Table 4 shows the optical source types of the first three maximum and minimum of the reconstructed PA signals with the skull. It was found that the optical source types with the maximum PA signals at z = 11 mm were pencil, cone, and 2D Fourier sources and the optical source types with the minimum PA signals were isotropic, line, and slit sources, which are different from the model without the skull. However, the optical source types at z = 12 mm and 13 mm were the same as the model without the skull. Furthermore, the optical source types with the maximum PA signals were hyperboloid Gaussian, pencil array, and isotropic sources while the optical source types with the minimum PA signals were pencil, angular Gaussian, and cone sources. Therefore, the optical source types with the top three maximum PA signals were hyperboloid Gaussian source (twice), pencil array source (twice), and isotropic source (twice). In addition, the optical source types of the top three minimum PA signals at different positions were pencil source (twice), angular Gaussian source (twice), and cone source (twice).
In this research, 16 optical source types were simulated and compared while pencil beam [25], collimated Gaussian [26], and planar source [15] are usually used for simulation work to represent the real conditions. Although not all optical source types are often used in realistic conditions, the optical source can be designed and improved based on the specific requirements of the PAI system in realistic situations. For example, a pencil beam can be used for deep imaging with good focus while hyperboloid Gaussian can provide larger diffusion.
For brain imaging in the usage scenario of PAI, the skull would not only cause signal aberration and attenuation, but also cause signal reverberation, which would degrade the image quality. Meanwhile, the optical and acoustic simulation in this research used identical grid sizes (0.1 mm) which could oversimplify or misrepresent the physical phenomena. Optical simulations typically conduct the scattering model with sub-millimeter precision (0.1 mm or less), while acoustic simulations set grid sizes based on the requirement of the spatial resolutions related to the wavelength when dealing with wave propagation. Therefore, the more complex brain model can be researched in further work and the grid size can be analyzed to enhance the precision of the results.
Moreover, the linear ultrasound array combined with the DAS algorithm was used in the simulation of a 14 × 14 × 14 mm3 volume model. The limited-view linear arrays will cause the artifacts of the reconstructed images. Considering the whole brain model, the other arrays like circular or spherical arrays can be considered for PA signal acquisition to remove the artifacts caused by the ultrasound arrays.

4. Conclusions

The skull is a great challenge for PAI for human beings, with the high optical scattering and acoustic attenuation. To explore and improve photoacoustic generation and propagation, we conducted the photoacoustic simulation and image reconstruction of the multi-layer brain model with an embedded blood vessel under different optical source types.
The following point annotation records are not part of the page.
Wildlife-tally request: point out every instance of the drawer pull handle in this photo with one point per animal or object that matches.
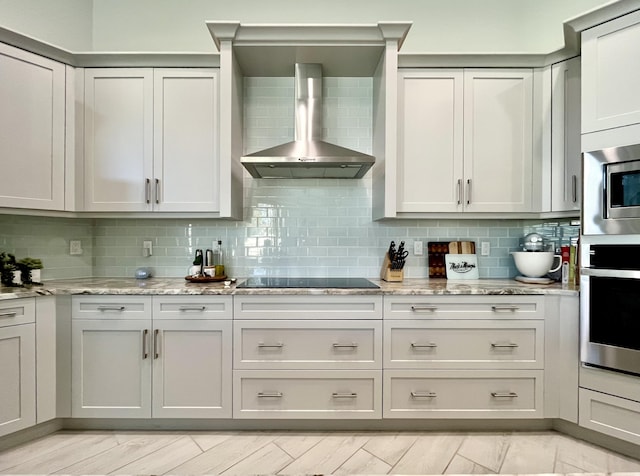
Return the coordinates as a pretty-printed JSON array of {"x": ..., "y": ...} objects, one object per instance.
[
  {"x": 344, "y": 395},
  {"x": 504, "y": 394},
  {"x": 111, "y": 308},
  {"x": 156, "y": 354},
  {"x": 424, "y": 308},
  {"x": 507, "y": 308},
  {"x": 430, "y": 345},
  {"x": 353, "y": 345},
  {"x": 145, "y": 350},
  {"x": 424, "y": 394},
  {"x": 270, "y": 394}
]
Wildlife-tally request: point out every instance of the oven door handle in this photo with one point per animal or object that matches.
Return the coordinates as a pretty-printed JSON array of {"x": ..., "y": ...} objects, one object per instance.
[{"x": 611, "y": 273}]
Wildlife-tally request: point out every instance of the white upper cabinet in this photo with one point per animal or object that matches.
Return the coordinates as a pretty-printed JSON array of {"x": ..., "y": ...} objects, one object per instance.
[
  {"x": 32, "y": 122},
  {"x": 611, "y": 74},
  {"x": 151, "y": 140},
  {"x": 465, "y": 141},
  {"x": 566, "y": 167}
]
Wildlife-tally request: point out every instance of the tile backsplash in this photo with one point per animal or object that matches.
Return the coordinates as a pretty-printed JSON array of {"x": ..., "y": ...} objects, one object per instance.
[{"x": 290, "y": 227}]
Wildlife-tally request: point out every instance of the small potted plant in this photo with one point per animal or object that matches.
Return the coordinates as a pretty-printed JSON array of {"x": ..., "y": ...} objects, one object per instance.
[
  {"x": 30, "y": 270},
  {"x": 9, "y": 270}
]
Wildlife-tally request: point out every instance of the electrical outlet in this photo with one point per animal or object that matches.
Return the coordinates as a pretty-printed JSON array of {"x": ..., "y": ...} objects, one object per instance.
[{"x": 75, "y": 247}]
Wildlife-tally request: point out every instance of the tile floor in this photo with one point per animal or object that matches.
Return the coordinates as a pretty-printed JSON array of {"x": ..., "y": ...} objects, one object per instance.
[{"x": 289, "y": 452}]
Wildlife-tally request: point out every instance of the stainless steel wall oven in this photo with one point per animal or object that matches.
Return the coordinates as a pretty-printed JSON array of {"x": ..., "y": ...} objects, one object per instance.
[{"x": 610, "y": 307}]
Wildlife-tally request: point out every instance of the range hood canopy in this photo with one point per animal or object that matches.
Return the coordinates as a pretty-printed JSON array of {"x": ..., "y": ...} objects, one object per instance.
[{"x": 308, "y": 156}]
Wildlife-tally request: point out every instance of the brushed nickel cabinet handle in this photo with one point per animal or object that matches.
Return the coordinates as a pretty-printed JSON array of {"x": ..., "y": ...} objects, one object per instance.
[
  {"x": 270, "y": 394},
  {"x": 156, "y": 354},
  {"x": 506, "y": 308},
  {"x": 344, "y": 395},
  {"x": 145, "y": 350},
  {"x": 147, "y": 191},
  {"x": 504, "y": 394},
  {"x": 424, "y": 394},
  {"x": 426, "y": 308},
  {"x": 430, "y": 345},
  {"x": 111, "y": 308},
  {"x": 353, "y": 345},
  {"x": 510, "y": 345},
  {"x": 262, "y": 345}
]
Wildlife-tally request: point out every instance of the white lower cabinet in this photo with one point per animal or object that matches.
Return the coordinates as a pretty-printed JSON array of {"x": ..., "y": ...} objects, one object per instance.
[
  {"x": 307, "y": 356},
  {"x": 126, "y": 363},
  {"x": 463, "y": 357},
  {"x": 17, "y": 365}
]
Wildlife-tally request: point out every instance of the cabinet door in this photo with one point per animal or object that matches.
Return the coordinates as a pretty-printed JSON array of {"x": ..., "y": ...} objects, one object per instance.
[
  {"x": 118, "y": 139},
  {"x": 430, "y": 141},
  {"x": 565, "y": 136},
  {"x": 498, "y": 140},
  {"x": 611, "y": 74},
  {"x": 32, "y": 119},
  {"x": 17, "y": 378},
  {"x": 192, "y": 369},
  {"x": 186, "y": 170},
  {"x": 111, "y": 368}
]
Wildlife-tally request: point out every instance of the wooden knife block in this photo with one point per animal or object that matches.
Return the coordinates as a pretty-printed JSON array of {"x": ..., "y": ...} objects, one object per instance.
[{"x": 388, "y": 274}]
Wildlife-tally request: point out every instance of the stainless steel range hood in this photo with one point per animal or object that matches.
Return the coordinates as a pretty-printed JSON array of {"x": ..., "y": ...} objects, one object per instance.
[{"x": 308, "y": 156}]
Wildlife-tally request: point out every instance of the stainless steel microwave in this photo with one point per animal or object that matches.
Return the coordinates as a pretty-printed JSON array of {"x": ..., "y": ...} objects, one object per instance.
[{"x": 611, "y": 201}]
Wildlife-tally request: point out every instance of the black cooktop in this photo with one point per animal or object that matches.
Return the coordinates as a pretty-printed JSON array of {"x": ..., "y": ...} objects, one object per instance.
[{"x": 277, "y": 282}]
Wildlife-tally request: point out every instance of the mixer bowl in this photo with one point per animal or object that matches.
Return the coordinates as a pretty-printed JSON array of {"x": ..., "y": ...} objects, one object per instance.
[{"x": 534, "y": 264}]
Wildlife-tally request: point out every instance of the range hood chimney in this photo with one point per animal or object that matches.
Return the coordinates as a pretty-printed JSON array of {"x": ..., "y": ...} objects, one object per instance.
[{"x": 308, "y": 156}]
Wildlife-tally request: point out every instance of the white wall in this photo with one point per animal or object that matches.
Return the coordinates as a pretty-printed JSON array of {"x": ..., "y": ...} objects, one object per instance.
[
  {"x": 440, "y": 26},
  {"x": 63, "y": 23}
]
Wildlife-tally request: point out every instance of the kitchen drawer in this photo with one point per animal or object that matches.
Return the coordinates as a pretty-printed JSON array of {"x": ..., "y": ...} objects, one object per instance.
[
  {"x": 463, "y": 394},
  {"x": 111, "y": 306},
  {"x": 464, "y": 307},
  {"x": 307, "y": 394},
  {"x": 17, "y": 311},
  {"x": 192, "y": 307},
  {"x": 610, "y": 415},
  {"x": 464, "y": 344},
  {"x": 331, "y": 344},
  {"x": 307, "y": 306}
]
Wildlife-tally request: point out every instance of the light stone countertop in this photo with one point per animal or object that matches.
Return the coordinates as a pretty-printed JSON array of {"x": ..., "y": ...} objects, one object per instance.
[{"x": 178, "y": 286}]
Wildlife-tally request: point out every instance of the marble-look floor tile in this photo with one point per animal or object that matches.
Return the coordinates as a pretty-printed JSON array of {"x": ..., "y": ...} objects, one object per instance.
[
  {"x": 164, "y": 459},
  {"x": 269, "y": 459},
  {"x": 363, "y": 462},
  {"x": 429, "y": 454},
  {"x": 327, "y": 456},
  {"x": 486, "y": 449}
]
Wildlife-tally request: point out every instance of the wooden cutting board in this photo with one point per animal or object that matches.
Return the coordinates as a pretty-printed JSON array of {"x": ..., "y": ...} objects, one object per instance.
[{"x": 462, "y": 248}]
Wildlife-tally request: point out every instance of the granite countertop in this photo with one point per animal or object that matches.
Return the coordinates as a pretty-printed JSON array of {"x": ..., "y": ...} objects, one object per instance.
[{"x": 178, "y": 286}]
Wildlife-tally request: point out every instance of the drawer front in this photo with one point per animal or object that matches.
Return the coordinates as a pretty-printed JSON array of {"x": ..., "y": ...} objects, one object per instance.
[
  {"x": 464, "y": 344},
  {"x": 308, "y": 306},
  {"x": 17, "y": 311},
  {"x": 106, "y": 307},
  {"x": 463, "y": 307},
  {"x": 463, "y": 394},
  {"x": 307, "y": 394},
  {"x": 192, "y": 307},
  {"x": 610, "y": 415},
  {"x": 308, "y": 345}
]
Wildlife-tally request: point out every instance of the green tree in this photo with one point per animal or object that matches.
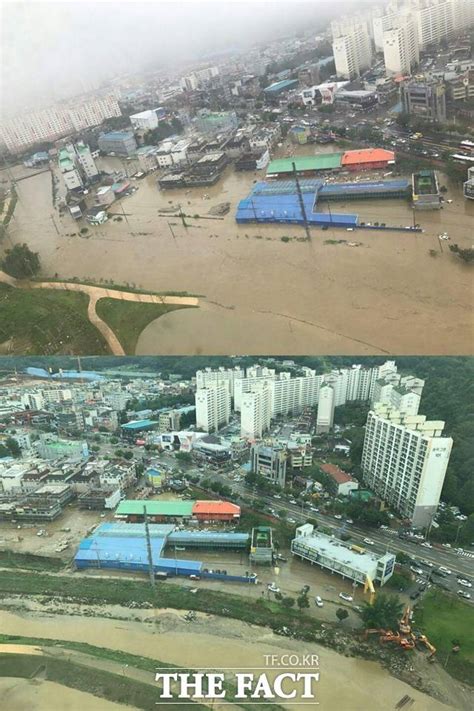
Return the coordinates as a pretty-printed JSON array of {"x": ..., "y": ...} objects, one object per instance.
[
  {"x": 20, "y": 262},
  {"x": 384, "y": 613},
  {"x": 341, "y": 614}
]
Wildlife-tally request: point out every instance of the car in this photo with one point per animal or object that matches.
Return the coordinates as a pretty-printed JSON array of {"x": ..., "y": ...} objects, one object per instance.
[{"x": 346, "y": 597}]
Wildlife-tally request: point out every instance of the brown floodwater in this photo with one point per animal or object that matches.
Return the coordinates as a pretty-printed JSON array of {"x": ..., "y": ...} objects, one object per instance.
[
  {"x": 388, "y": 295},
  {"x": 345, "y": 683}
]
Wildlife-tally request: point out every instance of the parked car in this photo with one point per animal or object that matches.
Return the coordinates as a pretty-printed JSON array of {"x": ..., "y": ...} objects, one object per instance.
[{"x": 346, "y": 597}]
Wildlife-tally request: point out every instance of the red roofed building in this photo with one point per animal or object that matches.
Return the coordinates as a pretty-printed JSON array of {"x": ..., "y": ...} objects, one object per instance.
[
  {"x": 367, "y": 159},
  {"x": 215, "y": 511},
  {"x": 345, "y": 482}
]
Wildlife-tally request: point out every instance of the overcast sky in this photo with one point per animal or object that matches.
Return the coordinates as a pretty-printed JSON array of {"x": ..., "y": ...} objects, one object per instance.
[{"x": 58, "y": 48}]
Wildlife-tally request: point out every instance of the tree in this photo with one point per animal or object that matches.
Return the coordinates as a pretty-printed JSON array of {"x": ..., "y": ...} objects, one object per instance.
[
  {"x": 20, "y": 262},
  {"x": 13, "y": 447},
  {"x": 341, "y": 614},
  {"x": 302, "y": 601},
  {"x": 384, "y": 613}
]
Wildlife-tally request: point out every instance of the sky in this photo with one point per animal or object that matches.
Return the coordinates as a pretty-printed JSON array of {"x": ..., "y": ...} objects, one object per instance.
[{"x": 51, "y": 50}]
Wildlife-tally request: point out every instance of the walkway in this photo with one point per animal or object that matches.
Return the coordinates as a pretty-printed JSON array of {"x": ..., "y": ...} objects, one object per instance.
[{"x": 95, "y": 293}]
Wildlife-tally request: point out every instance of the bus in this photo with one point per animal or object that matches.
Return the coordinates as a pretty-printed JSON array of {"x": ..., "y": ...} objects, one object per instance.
[
  {"x": 461, "y": 158},
  {"x": 467, "y": 146}
]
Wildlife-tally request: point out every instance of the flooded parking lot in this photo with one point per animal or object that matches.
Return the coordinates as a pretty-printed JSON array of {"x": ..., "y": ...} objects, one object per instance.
[{"x": 382, "y": 296}]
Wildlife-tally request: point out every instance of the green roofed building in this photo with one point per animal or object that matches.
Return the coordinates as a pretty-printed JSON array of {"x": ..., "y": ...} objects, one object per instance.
[
  {"x": 157, "y": 511},
  {"x": 305, "y": 165}
]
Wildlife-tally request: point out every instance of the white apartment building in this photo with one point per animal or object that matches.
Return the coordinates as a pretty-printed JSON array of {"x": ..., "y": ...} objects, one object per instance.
[
  {"x": 404, "y": 461},
  {"x": 212, "y": 407},
  {"x": 400, "y": 46},
  {"x": 325, "y": 415},
  {"x": 223, "y": 376},
  {"x": 57, "y": 121},
  {"x": 256, "y": 410},
  {"x": 351, "y": 47},
  {"x": 85, "y": 160}
]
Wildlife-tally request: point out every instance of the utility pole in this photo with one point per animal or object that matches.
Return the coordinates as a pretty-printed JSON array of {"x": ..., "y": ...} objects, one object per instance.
[
  {"x": 301, "y": 201},
  {"x": 148, "y": 548}
]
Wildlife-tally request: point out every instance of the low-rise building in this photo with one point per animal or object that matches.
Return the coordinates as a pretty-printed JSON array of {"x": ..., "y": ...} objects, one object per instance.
[{"x": 348, "y": 561}]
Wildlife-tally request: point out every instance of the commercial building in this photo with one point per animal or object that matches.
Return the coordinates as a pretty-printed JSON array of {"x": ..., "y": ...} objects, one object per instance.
[
  {"x": 344, "y": 483},
  {"x": 122, "y": 143},
  {"x": 216, "y": 121},
  {"x": 147, "y": 120},
  {"x": 279, "y": 87},
  {"x": 425, "y": 190},
  {"x": 57, "y": 121},
  {"x": 212, "y": 407},
  {"x": 468, "y": 187},
  {"x": 269, "y": 462},
  {"x": 425, "y": 99},
  {"x": 404, "y": 461},
  {"x": 367, "y": 159},
  {"x": 325, "y": 415},
  {"x": 348, "y": 561}
]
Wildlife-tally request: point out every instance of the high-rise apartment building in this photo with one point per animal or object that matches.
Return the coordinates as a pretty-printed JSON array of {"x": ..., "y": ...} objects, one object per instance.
[
  {"x": 352, "y": 47},
  {"x": 49, "y": 124},
  {"x": 404, "y": 461},
  {"x": 325, "y": 415},
  {"x": 219, "y": 375},
  {"x": 256, "y": 410},
  {"x": 212, "y": 407}
]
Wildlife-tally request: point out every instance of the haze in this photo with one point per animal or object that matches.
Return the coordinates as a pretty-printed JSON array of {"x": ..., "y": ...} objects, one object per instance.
[{"x": 52, "y": 50}]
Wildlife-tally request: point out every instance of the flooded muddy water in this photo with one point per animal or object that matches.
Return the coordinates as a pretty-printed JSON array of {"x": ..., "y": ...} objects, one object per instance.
[
  {"x": 345, "y": 683},
  {"x": 389, "y": 294}
]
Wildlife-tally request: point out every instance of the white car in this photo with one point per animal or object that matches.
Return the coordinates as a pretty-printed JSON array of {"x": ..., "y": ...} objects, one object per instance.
[{"x": 346, "y": 597}]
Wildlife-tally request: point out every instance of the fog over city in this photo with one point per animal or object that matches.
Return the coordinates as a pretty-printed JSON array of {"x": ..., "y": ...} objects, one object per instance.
[{"x": 52, "y": 50}]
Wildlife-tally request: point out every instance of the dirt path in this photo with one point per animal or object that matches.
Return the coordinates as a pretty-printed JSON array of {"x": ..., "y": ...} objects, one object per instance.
[{"x": 95, "y": 293}]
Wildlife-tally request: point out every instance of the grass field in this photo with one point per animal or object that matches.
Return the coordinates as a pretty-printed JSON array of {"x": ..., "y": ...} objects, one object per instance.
[
  {"x": 445, "y": 620},
  {"x": 44, "y": 322},
  {"x": 128, "y": 318}
]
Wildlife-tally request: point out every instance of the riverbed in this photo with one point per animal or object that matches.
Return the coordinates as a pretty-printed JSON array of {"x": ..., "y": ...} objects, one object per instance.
[
  {"x": 346, "y": 683},
  {"x": 395, "y": 292}
]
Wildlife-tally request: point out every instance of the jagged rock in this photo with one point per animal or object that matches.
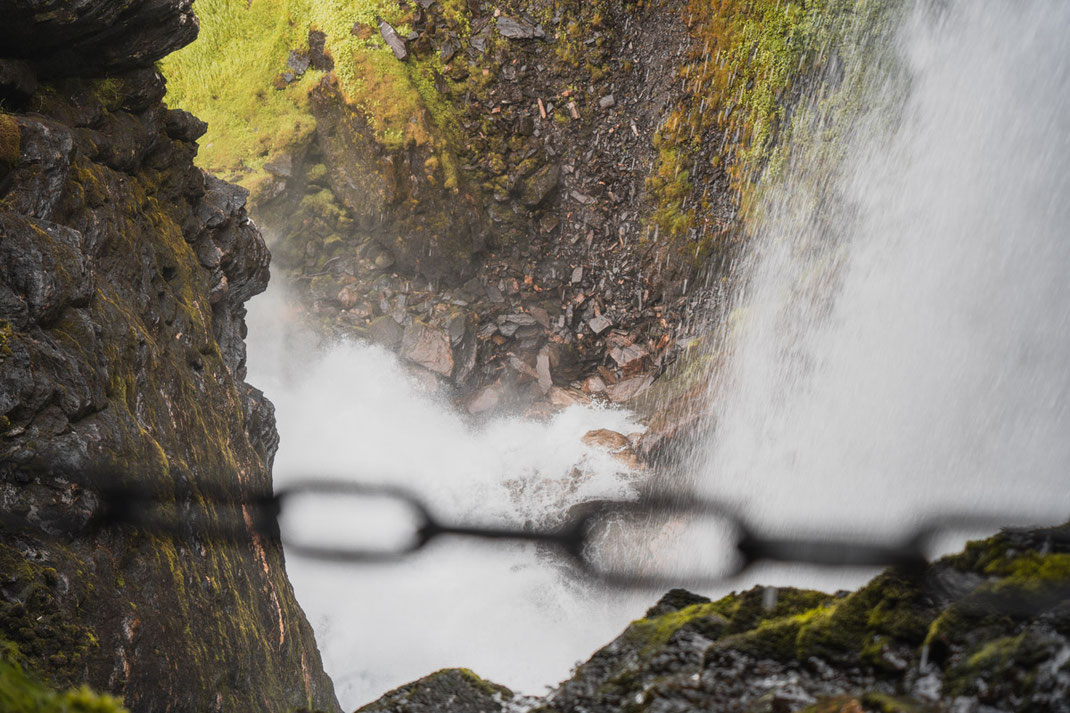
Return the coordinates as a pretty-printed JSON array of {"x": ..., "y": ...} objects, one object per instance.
[
  {"x": 617, "y": 444},
  {"x": 449, "y": 691},
  {"x": 123, "y": 271},
  {"x": 599, "y": 323},
  {"x": 537, "y": 187},
  {"x": 486, "y": 399},
  {"x": 299, "y": 62},
  {"x": 391, "y": 196},
  {"x": 627, "y": 354},
  {"x": 394, "y": 41},
  {"x": 385, "y": 331},
  {"x": 318, "y": 56},
  {"x": 543, "y": 369},
  {"x": 184, "y": 126},
  {"x": 519, "y": 29},
  {"x": 89, "y": 39},
  {"x": 17, "y": 80},
  {"x": 428, "y": 347},
  {"x": 628, "y": 389}
]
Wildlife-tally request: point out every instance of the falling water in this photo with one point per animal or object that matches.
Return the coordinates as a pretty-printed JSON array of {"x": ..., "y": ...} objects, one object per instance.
[
  {"x": 353, "y": 412},
  {"x": 899, "y": 347}
]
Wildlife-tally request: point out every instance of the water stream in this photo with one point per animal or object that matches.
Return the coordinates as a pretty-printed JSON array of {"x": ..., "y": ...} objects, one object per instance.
[{"x": 899, "y": 347}]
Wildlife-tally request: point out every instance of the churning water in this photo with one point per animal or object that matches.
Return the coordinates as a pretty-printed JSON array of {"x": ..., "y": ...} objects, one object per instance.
[
  {"x": 902, "y": 344},
  {"x": 353, "y": 412},
  {"x": 899, "y": 347}
]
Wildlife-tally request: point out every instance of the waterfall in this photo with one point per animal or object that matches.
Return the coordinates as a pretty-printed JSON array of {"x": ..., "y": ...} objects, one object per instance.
[
  {"x": 900, "y": 346},
  {"x": 352, "y": 411}
]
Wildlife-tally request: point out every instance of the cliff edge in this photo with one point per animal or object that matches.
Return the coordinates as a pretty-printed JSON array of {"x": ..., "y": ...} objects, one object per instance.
[{"x": 123, "y": 272}]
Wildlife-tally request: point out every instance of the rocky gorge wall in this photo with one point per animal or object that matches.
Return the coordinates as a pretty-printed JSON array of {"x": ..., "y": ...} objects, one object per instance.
[
  {"x": 983, "y": 631},
  {"x": 123, "y": 272},
  {"x": 532, "y": 202}
]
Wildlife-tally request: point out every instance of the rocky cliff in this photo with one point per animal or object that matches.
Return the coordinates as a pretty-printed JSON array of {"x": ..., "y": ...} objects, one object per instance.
[
  {"x": 123, "y": 272},
  {"x": 983, "y": 631}
]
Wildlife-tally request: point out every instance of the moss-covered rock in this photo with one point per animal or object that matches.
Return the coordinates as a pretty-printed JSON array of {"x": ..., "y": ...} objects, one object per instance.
[
  {"x": 123, "y": 272},
  {"x": 986, "y": 626}
]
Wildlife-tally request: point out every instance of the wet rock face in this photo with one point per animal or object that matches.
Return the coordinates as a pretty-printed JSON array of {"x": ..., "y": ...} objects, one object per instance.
[
  {"x": 396, "y": 197},
  {"x": 83, "y": 36},
  {"x": 980, "y": 632},
  {"x": 454, "y": 689},
  {"x": 123, "y": 272}
]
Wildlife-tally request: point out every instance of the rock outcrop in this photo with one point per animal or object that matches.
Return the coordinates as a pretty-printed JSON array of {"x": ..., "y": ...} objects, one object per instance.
[
  {"x": 983, "y": 631},
  {"x": 123, "y": 272}
]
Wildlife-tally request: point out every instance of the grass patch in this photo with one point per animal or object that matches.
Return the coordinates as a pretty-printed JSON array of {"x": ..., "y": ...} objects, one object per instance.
[{"x": 230, "y": 78}]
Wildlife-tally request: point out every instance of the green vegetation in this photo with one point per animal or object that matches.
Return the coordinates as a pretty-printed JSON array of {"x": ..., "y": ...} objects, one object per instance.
[
  {"x": 10, "y": 139},
  {"x": 19, "y": 693},
  {"x": 749, "y": 62},
  {"x": 232, "y": 77}
]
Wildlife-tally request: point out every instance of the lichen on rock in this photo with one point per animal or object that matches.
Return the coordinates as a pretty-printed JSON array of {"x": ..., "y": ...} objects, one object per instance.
[{"x": 123, "y": 272}]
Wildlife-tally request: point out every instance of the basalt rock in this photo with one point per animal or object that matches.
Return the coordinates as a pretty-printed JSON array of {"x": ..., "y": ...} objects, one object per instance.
[
  {"x": 92, "y": 38},
  {"x": 396, "y": 196},
  {"x": 123, "y": 272},
  {"x": 983, "y": 631}
]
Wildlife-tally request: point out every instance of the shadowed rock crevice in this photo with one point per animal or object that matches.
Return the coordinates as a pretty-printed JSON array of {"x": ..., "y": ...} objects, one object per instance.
[{"x": 123, "y": 272}]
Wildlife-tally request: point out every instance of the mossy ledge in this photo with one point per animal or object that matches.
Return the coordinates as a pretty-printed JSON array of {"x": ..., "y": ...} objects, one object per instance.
[
  {"x": 123, "y": 272},
  {"x": 987, "y": 627}
]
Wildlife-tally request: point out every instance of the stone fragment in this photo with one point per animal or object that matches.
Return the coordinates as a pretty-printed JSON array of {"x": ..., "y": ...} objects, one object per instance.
[
  {"x": 447, "y": 50},
  {"x": 565, "y": 397},
  {"x": 297, "y": 61},
  {"x": 487, "y": 398},
  {"x": 385, "y": 331},
  {"x": 318, "y": 56},
  {"x": 599, "y": 323},
  {"x": 626, "y": 354},
  {"x": 394, "y": 41},
  {"x": 183, "y": 126},
  {"x": 540, "y": 315},
  {"x": 348, "y": 297},
  {"x": 283, "y": 166},
  {"x": 538, "y": 186},
  {"x": 629, "y": 389},
  {"x": 543, "y": 369},
  {"x": 617, "y": 444},
  {"x": 17, "y": 80},
  {"x": 428, "y": 347},
  {"x": 594, "y": 384},
  {"x": 519, "y": 29}
]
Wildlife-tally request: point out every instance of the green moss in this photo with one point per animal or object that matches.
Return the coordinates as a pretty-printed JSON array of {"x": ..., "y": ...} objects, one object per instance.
[
  {"x": 750, "y": 60},
  {"x": 230, "y": 77},
  {"x": 10, "y": 140},
  {"x": 480, "y": 683},
  {"x": 6, "y": 332},
  {"x": 19, "y": 693}
]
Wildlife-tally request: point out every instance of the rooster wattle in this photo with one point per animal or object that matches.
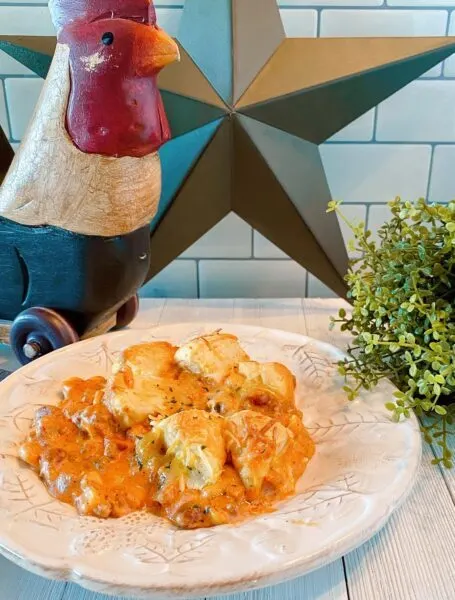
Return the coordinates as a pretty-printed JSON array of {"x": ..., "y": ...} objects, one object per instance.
[{"x": 76, "y": 204}]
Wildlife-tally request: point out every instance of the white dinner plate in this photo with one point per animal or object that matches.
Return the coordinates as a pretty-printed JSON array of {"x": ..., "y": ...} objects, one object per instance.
[{"x": 363, "y": 468}]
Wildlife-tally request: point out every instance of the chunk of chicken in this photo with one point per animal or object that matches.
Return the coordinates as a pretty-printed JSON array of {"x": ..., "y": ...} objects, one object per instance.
[{"x": 268, "y": 455}]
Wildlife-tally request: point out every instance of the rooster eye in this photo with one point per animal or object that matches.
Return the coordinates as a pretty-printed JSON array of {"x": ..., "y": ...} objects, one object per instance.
[{"x": 108, "y": 38}]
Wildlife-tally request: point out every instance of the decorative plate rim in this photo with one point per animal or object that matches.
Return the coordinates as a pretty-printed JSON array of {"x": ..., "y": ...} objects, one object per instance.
[{"x": 82, "y": 574}]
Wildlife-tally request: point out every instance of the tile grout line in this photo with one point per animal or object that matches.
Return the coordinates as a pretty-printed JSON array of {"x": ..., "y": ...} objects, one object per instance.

Based on the optical simulation results under different types of optical sources, this paper explored the characteristics of reconstructed images obtained from acoustic simulations with and without skull conditions. Specifically, we focused on the detection of blood vessels and evaluated the image reconstruction features, morphological characteristics, and intensity variations in the target vessels using optical and acoustic simulations. The results showed that under the initial PA signals, the types of optical source types corresponding to the strongest and weakest photoacoustic signals at different positions within the target region were consistent, while the optical source types were different in the reconstructed images. This study revealed the characteristics of acoustic signal transmission with and without skull conditions and its impact on image reconstruction. It further provides a theoretical basis for the selection of optical sources.

Author Contributions

Conceptualization, X.Y. and C.C.; methodology, X.Y. and C.C.; software, X.Y. and C.C.; validation, Y.-H.C.; formal analysis, X.Y., C.C., Y.-H.C. and M.S.; writing—original draft, X.Y.; writing—review and editing, X.Y., C.C., Y.-H.C. and M.S.; visualization, X.Y., C.C., Y.-H.C. and M.S.; supervision, Y.-H.C. and M.S.; project administration, Y.-H.C. and M.S.; funding acquisition, M.S. All authors have read and agreed to the published version of the manuscript.

Funding

The authors acknowledge support from Westlake University start up support, and from the Leading Innovative and Entrepreneur Team Introduction Program of Zhejiang (Grant number 2020R01005).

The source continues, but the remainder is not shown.